Sunny nereye bakacağını bildiğinde, kadim taşa kazınmış olukların yerleşiminde ve yönünde bir düzen ve anlam fark etmeye başlaması uzun sürmedi. Sorun şuydu ki, bunların kapsamı arenanın zemininden algılanamayacak kadar büyüktü. Rünlerin tamamını belki de amfitiyatronun en tepesinden görebilirdi.
Ancak savaşçıların zindana dönmek dışında savaş alanını terk etmelerine asla izin verilmezdi.
…Havadan bir görüntünün yokluğunda yapabileceği tek şey, bulmacanın birbirinden kopuk parçalarını zihninde bir araya getirmeye çalışmaktı. Sunny şimdiye kadar birkaçı hariç arenadaki ölüm kutularının çoğunda savaşmıştı.
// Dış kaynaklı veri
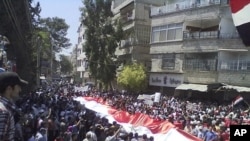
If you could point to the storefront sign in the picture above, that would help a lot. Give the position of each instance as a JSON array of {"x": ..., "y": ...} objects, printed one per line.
[{"x": 167, "y": 80}]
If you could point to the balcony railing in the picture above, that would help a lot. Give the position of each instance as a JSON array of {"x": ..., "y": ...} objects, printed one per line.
[
  {"x": 200, "y": 34},
  {"x": 187, "y": 35},
  {"x": 200, "y": 65},
  {"x": 187, "y": 4},
  {"x": 118, "y": 2},
  {"x": 235, "y": 65}
]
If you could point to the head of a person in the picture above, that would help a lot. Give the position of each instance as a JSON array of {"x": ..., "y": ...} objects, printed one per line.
[{"x": 10, "y": 85}]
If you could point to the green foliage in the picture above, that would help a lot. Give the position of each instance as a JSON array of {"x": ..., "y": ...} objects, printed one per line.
[
  {"x": 57, "y": 29},
  {"x": 66, "y": 66},
  {"x": 133, "y": 77},
  {"x": 102, "y": 38}
]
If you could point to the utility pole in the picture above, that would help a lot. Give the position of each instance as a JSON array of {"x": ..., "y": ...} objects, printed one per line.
[
  {"x": 39, "y": 47},
  {"x": 51, "y": 58}
]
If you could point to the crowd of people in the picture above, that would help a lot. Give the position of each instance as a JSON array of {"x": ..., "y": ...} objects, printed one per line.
[{"x": 52, "y": 114}]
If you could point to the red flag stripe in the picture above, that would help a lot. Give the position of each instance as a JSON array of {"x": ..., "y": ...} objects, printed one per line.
[
  {"x": 237, "y": 5},
  {"x": 163, "y": 129}
]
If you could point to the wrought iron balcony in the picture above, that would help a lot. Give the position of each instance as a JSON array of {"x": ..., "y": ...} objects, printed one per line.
[{"x": 187, "y": 4}]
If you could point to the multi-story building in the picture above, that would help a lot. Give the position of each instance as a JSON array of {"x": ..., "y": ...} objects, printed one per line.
[
  {"x": 134, "y": 16},
  {"x": 194, "y": 45},
  {"x": 81, "y": 61}
]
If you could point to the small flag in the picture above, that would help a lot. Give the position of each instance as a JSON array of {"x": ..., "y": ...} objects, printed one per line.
[{"x": 237, "y": 100}]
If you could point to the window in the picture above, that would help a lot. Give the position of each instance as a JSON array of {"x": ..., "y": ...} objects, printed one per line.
[
  {"x": 235, "y": 65},
  {"x": 170, "y": 32},
  {"x": 168, "y": 61},
  {"x": 200, "y": 64}
]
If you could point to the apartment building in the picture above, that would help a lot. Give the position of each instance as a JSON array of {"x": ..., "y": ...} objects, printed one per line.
[
  {"x": 195, "y": 45},
  {"x": 135, "y": 18},
  {"x": 81, "y": 60}
]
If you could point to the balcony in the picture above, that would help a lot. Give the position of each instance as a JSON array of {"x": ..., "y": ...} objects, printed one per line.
[
  {"x": 200, "y": 64},
  {"x": 185, "y": 5},
  {"x": 200, "y": 35},
  {"x": 234, "y": 65},
  {"x": 187, "y": 35}
]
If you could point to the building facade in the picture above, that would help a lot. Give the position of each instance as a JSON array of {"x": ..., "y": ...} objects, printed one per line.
[
  {"x": 135, "y": 18},
  {"x": 195, "y": 42},
  {"x": 81, "y": 60}
]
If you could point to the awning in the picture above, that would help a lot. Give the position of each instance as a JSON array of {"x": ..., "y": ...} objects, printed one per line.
[
  {"x": 194, "y": 87},
  {"x": 237, "y": 88},
  {"x": 234, "y": 50}
]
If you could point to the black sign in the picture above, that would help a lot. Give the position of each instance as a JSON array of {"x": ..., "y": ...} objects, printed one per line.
[{"x": 239, "y": 132}]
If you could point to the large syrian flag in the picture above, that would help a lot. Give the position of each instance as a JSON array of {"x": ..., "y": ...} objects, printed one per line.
[
  {"x": 137, "y": 123},
  {"x": 241, "y": 17}
]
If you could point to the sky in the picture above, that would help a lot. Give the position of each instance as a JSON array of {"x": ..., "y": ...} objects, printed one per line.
[{"x": 65, "y": 9}]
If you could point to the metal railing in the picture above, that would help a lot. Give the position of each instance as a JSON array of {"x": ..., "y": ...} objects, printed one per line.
[
  {"x": 188, "y": 35},
  {"x": 200, "y": 64},
  {"x": 235, "y": 65},
  {"x": 118, "y": 2},
  {"x": 187, "y": 4},
  {"x": 200, "y": 34}
]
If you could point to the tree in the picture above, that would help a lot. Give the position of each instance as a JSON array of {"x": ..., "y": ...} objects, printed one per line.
[
  {"x": 133, "y": 77},
  {"x": 102, "y": 38},
  {"x": 66, "y": 65},
  {"x": 57, "y": 29}
]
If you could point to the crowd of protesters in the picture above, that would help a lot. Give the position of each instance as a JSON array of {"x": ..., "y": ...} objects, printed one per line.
[{"x": 52, "y": 114}]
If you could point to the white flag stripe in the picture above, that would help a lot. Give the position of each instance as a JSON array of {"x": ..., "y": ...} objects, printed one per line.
[
  {"x": 172, "y": 135},
  {"x": 239, "y": 99}
]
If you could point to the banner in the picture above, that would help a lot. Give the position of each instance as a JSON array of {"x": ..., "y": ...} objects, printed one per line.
[
  {"x": 157, "y": 97},
  {"x": 138, "y": 123}
]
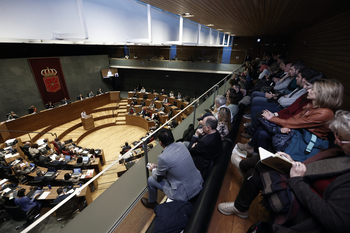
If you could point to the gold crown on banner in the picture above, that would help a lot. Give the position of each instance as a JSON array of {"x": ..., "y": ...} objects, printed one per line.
[{"x": 48, "y": 72}]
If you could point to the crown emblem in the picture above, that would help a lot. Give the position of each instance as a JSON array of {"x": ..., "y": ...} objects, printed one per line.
[{"x": 48, "y": 72}]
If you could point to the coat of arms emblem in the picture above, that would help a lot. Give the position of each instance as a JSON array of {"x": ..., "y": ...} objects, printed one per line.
[{"x": 52, "y": 82}]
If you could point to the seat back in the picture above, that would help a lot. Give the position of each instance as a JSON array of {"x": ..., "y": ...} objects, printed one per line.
[
  {"x": 68, "y": 208},
  {"x": 16, "y": 213}
]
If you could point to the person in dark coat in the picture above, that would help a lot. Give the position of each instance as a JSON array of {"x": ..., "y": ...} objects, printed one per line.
[{"x": 205, "y": 149}]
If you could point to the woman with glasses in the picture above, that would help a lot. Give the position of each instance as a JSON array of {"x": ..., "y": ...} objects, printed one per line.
[
  {"x": 317, "y": 190},
  {"x": 313, "y": 113}
]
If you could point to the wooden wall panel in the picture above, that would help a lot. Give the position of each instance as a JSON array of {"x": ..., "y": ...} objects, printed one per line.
[{"x": 326, "y": 47}]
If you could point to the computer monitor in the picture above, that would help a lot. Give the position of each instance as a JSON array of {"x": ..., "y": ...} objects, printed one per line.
[
  {"x": 76, "y": 171},
  {"x": 86, "y": 159}
]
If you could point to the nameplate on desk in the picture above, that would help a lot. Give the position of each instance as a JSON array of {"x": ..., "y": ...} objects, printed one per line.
[{"x": 44, "y": 195}]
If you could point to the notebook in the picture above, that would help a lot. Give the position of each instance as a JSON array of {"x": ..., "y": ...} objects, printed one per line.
[
  {"x": 275, "y": 161},
  {"x": 76, "y": 172}
]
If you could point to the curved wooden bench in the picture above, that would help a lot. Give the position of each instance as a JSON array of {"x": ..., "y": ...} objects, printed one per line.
[{"x": 93, "y": 130}]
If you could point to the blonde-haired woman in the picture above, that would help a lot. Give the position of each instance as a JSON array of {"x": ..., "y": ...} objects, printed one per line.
[{"x": 224, "y": 122}]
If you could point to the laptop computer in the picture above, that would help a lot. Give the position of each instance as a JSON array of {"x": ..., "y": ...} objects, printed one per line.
[
  {"x": 50, "y": 172},
  {"x": 86, "y": 160},
  {"x": 76, "y": 172},
  {"x": 67, "y": 158}
]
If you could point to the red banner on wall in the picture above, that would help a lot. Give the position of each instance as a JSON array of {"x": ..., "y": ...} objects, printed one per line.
[{"x": 49, "y": 78}]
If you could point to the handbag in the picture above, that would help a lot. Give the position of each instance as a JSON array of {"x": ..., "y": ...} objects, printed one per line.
[
  {"x": 259, "y": 227},
  {"x": 281, "y": 141},
  {"x": 304, "y": 145}
]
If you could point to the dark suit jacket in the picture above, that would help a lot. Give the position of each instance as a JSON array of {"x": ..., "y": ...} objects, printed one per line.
[
  {"x": 60, "y": 198},
  {"x": 206, "y": 150},
  {"x": 44, "y": 161}
]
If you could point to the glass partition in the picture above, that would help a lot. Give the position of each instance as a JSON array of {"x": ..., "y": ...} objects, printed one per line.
[{"x": 118, "y": 200}]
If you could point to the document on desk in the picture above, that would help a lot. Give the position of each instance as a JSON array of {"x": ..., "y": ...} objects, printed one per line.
[
  {"x": 44, "y": 195},
  {"x": 3, "y": 181}
]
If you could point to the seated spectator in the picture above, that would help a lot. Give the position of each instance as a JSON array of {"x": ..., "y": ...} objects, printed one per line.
[
  {"x": 261, "y": 103},
  {"x": 58, "y": 161},
  {"x": 320, "y": 202},
  {"x": 151, "y": 105},
  {"x": 19, "y": 169},
  {"x": 65, "y": 101},
  {"x": 143, "y": 111},
  {"x": 162, "y": 92},
  {"x": 34, "y": 151},
  {"x": 282, "y": 82},
  {"x": 326, "y": 96},
  {"x": 224, "y": 122},
  {"x": 61, "y": 195},
  {"x": 83, "y": 114},
  {"x": 131, "y": 111},
  {"x": 165, "y": 100},
  {"x": 68, "y": 177},
  {"x": 39, "y": 175},
  {"x": 44, "y": 160},
  {"x": 24, "y": 202},
  {"x": 290, "y": 111},
  {"x": 239, "y": 93},
  {"x": 12, "y": 115},
  {"x": 50, "y": 105},
  {"x": 175, "y": 174},
  {"x": 125, "y": 148},
  {"x": 178, "y": 96},
  {"x": 156, "y": 97},
  {"x": 34, "y": 110},
  {"x": 80, "y": 97},
  {"x": 205, "y": 145},
  {"x": 79, "y": 161},
  {"x": 232, "y": 103}
]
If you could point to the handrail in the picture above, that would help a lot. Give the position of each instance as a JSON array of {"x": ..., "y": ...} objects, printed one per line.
[
  {"x": 19, "y": 131},
  {"x": 128, "y": 153}
]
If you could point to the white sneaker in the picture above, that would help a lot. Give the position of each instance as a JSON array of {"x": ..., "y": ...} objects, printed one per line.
[
  {"x": 228, "y": 208},
  {"x": 235, "y": 160},
  {"x": 246, "y": 125},
  {"x": 247, "y": 116}
]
Bir başka Savaş Kışkırtıcısı grubunu yenip kafese geri atıldıktan sonra, bütün geceyi kan döktüğü sahnelerin her birini ve zeminlerindeki olukların desenini hatırlamaya çalışarak geçirdi. Karmaşık bir bulmacayı bir araya getirmek gibiydi, ancak gerçek parçalar yerine, sahip olduğu tek şey onların parçalanmış anılarıydı.
Neyse ki hafızası her zaman iyiydi. Aslında, Uyanmış olduktan ve birçoğu çok zeki ve eğitimli olan birçok farklı insanla etkileşim kurma fırsatı bulduktan sonra Sunny, bir şeyleri anında ezberleme yeteneğinin onlar arasında bile biraz doğal olmadığını fark etti. Daha önce herkesin aynı şeyi yapabildiğini varsaymıştı.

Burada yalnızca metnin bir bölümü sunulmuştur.